One of our Constitution’s bedrock principles is innocence until proven guilty. The reforms advanced in 2019 attempted to ensure those without money–who have been charged but not yet convicted of a crime–aren’t thrown in jail simply because they can’t afford to post bail.
Recall one of the most high-profile serial harassers: media mogul Harvey Weinstein. Facing countless charges of abuse and rape, Weinstein was able to await trial in the comfort of his own home by paying $2 million in bail. For just about anyone else, posting $2 million would have been financially impossible, leading them to await their trial in a jail cell.
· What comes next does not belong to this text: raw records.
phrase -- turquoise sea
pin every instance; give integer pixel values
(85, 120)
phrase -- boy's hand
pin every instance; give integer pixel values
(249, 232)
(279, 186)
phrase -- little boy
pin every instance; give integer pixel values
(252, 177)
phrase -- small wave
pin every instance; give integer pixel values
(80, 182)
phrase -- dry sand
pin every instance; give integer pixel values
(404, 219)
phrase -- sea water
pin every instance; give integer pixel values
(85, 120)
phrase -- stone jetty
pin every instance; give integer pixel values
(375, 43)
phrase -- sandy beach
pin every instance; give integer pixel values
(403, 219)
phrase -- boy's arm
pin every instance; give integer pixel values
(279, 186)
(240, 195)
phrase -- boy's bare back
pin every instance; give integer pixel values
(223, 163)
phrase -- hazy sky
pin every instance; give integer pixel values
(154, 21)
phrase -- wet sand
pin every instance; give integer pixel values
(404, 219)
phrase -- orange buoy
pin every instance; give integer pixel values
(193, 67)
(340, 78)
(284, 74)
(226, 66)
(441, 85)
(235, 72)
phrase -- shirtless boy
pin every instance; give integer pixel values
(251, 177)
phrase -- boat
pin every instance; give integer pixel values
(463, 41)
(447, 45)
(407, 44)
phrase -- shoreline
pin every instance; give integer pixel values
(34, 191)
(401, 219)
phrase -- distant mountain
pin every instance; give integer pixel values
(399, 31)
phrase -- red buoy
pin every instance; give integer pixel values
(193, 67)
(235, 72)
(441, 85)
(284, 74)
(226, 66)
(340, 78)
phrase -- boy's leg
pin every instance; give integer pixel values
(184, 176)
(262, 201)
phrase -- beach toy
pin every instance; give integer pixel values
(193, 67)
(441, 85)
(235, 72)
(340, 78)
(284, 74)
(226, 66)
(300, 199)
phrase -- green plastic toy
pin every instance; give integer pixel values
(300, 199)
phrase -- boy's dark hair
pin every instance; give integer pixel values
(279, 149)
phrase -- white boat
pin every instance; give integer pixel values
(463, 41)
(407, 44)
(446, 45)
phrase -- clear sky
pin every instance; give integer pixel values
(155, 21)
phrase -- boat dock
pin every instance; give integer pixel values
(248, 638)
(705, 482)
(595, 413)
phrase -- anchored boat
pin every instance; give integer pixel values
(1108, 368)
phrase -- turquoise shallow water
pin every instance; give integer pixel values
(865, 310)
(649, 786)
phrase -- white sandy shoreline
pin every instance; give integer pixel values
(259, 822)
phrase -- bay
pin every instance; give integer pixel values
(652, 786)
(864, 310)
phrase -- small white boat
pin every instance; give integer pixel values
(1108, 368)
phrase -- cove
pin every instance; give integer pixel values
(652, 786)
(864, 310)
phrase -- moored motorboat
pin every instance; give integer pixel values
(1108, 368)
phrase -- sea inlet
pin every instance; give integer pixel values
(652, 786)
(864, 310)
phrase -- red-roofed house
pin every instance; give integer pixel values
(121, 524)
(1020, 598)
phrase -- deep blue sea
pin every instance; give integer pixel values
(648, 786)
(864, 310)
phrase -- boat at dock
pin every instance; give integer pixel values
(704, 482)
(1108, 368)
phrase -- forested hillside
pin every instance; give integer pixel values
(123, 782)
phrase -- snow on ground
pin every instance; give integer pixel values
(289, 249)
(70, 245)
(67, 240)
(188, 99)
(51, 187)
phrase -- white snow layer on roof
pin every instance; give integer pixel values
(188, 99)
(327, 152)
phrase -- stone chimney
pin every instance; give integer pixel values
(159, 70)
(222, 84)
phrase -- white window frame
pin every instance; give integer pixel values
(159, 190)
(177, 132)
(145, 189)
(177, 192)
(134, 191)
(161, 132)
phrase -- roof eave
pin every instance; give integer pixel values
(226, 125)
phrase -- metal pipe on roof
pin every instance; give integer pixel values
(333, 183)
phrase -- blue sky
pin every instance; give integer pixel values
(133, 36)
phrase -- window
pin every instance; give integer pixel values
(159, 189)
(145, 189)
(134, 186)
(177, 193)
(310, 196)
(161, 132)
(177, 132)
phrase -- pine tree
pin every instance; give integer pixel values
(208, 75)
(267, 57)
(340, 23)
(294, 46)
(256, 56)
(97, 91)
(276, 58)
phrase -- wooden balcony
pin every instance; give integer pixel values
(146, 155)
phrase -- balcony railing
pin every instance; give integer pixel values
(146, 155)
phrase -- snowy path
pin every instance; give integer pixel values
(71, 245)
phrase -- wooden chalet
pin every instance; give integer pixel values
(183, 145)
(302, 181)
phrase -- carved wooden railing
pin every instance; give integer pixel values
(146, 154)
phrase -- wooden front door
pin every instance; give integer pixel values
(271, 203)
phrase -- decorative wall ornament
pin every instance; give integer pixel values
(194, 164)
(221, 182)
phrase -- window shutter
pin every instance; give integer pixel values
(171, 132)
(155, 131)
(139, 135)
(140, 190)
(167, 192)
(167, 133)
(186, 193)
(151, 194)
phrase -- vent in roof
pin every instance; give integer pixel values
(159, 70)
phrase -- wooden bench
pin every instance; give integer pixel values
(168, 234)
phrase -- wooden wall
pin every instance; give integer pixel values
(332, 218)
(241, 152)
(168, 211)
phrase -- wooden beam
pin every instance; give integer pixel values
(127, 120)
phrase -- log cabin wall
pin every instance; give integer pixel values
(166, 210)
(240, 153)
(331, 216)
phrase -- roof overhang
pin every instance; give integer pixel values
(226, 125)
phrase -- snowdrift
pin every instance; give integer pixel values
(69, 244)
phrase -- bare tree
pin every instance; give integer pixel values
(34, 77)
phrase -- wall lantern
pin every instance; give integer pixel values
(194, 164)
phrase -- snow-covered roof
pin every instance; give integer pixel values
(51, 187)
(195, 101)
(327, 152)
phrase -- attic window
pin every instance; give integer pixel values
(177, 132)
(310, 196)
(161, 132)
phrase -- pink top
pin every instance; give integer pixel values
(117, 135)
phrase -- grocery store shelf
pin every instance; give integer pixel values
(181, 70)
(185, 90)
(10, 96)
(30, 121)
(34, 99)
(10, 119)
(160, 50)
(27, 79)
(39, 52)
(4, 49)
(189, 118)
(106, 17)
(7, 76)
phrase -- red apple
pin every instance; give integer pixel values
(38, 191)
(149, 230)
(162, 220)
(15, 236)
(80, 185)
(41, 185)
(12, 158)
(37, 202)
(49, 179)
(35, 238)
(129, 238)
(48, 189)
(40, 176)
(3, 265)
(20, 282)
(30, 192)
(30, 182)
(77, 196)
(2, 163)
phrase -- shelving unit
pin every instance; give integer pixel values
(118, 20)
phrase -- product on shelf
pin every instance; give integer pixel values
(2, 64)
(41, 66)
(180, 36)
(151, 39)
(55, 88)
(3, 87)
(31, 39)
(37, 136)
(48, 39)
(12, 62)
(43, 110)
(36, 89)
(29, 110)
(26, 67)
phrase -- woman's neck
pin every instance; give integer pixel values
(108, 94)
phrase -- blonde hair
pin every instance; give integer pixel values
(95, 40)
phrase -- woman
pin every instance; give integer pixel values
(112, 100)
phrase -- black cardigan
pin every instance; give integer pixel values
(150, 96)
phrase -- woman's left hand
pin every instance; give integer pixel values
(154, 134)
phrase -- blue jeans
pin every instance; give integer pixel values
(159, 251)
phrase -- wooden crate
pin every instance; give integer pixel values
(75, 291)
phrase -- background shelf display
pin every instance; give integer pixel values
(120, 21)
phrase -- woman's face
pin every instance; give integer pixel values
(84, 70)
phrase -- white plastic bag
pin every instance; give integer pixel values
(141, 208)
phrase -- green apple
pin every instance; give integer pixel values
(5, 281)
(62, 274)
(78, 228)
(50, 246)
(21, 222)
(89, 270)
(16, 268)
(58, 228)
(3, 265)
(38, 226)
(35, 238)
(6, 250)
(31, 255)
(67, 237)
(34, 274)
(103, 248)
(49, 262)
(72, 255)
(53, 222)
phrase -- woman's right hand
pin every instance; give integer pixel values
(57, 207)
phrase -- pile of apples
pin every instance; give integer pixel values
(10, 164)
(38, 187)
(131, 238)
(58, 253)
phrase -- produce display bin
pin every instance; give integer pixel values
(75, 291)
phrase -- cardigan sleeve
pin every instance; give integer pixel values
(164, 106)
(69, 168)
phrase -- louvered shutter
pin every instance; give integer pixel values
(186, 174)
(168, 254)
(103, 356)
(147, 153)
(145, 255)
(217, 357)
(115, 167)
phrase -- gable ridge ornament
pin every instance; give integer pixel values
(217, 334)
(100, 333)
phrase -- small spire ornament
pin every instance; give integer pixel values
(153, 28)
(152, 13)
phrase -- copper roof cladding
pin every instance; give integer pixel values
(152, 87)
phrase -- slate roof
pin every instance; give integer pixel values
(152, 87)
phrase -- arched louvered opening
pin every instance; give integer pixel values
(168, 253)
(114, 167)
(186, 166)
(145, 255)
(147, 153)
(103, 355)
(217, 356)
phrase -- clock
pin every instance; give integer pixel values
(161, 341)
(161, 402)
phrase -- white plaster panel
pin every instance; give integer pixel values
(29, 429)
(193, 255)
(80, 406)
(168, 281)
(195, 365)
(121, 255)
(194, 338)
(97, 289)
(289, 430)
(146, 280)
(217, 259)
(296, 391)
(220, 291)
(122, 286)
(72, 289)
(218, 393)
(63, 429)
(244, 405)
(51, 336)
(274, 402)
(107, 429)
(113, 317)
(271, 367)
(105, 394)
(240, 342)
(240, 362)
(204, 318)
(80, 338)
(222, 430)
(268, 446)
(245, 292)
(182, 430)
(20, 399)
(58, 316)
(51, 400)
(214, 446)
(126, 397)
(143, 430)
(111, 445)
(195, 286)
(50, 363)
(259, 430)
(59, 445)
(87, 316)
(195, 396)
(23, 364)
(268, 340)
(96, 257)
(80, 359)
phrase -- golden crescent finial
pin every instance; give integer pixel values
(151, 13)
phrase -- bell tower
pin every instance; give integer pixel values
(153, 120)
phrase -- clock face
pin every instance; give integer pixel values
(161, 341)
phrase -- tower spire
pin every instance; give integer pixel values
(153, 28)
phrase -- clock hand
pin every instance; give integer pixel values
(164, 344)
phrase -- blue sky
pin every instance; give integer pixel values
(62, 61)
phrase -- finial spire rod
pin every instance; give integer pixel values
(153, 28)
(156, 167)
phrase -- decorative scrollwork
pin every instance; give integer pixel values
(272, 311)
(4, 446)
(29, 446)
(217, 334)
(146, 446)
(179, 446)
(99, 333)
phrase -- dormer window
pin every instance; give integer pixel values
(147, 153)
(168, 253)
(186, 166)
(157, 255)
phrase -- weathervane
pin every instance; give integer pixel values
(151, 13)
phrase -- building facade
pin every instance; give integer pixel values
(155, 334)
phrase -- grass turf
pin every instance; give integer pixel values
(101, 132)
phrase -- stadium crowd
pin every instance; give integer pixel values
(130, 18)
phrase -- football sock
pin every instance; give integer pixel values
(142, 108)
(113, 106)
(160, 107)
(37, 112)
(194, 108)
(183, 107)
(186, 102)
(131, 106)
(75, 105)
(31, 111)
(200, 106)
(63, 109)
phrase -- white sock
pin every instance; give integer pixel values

This is exactly the type of inequity bail reform attempts to course-correct by treating people equally pre-trial, regardless of their wealth.
It is critical, however, that we strike a better balance between pre-trial reforms and public safety than currently exists. While 80% of defendants (not yet found guilty) impacted by the 2019 bail reform law have not reoffended while awaiting trial and, instead, have been able to continue working and providing for their family, the remaining 20% have reoffended. We must do more to address that 20%; society cannot and should not tolerate revolving-door criminals who are shoplifting on a Monday, given a ticket, then right back to shoplifting on a Tuesday only to be given another flimsy piece of paper.
I was recently made aware of a Rockland County man who racked up 18 arrests in three years. Before bail reform took effect in 2020, this man would’ve been arrested for car-jacking and served time in pre-trial detention, keeping his community safe and mitigating repeat offenses. After the passage of bail reform, his petty crimes didn’t warrant bail-eligibility, or any judicial discretion to hold him. As a result, his criminal activity has intensified.
A local law enforcement official told me: “In all honesty, I believed [he] was going to be killed by a victim defending himself, or one of his encounters going awry. Had it not been for his domestic incidents that allowed a judge some discretion...[he] most definitely would be a statistic by now.”
We have an obligation to implement reasonable improvements to the bail system that strike a more rational balance between reform and protection. Thoughtful amendments such as making all repeat offenses bail-eligible, better cracking down on gun charges, and expanding mandatory treatment for New Yorkers suffering from mental illness would ensure the 20% who pose a risk pre-trial are addressed while preserving the Constitutional rights of the 80% of individuals who are peacefully awaiting their proceedings.
Addressing the shortcomings of bail reform will require an honest, good-faith dialogue, something that has been sorely lacking from the rhetoric of the past three years. At a time when our constituents are looking to us to keep their communities safe, New Yorkers not only deserve better, but need better.
Senator James Skoufis represents New York State Senate District 39, covering parts of Rockland, Orange, and Ulster counties.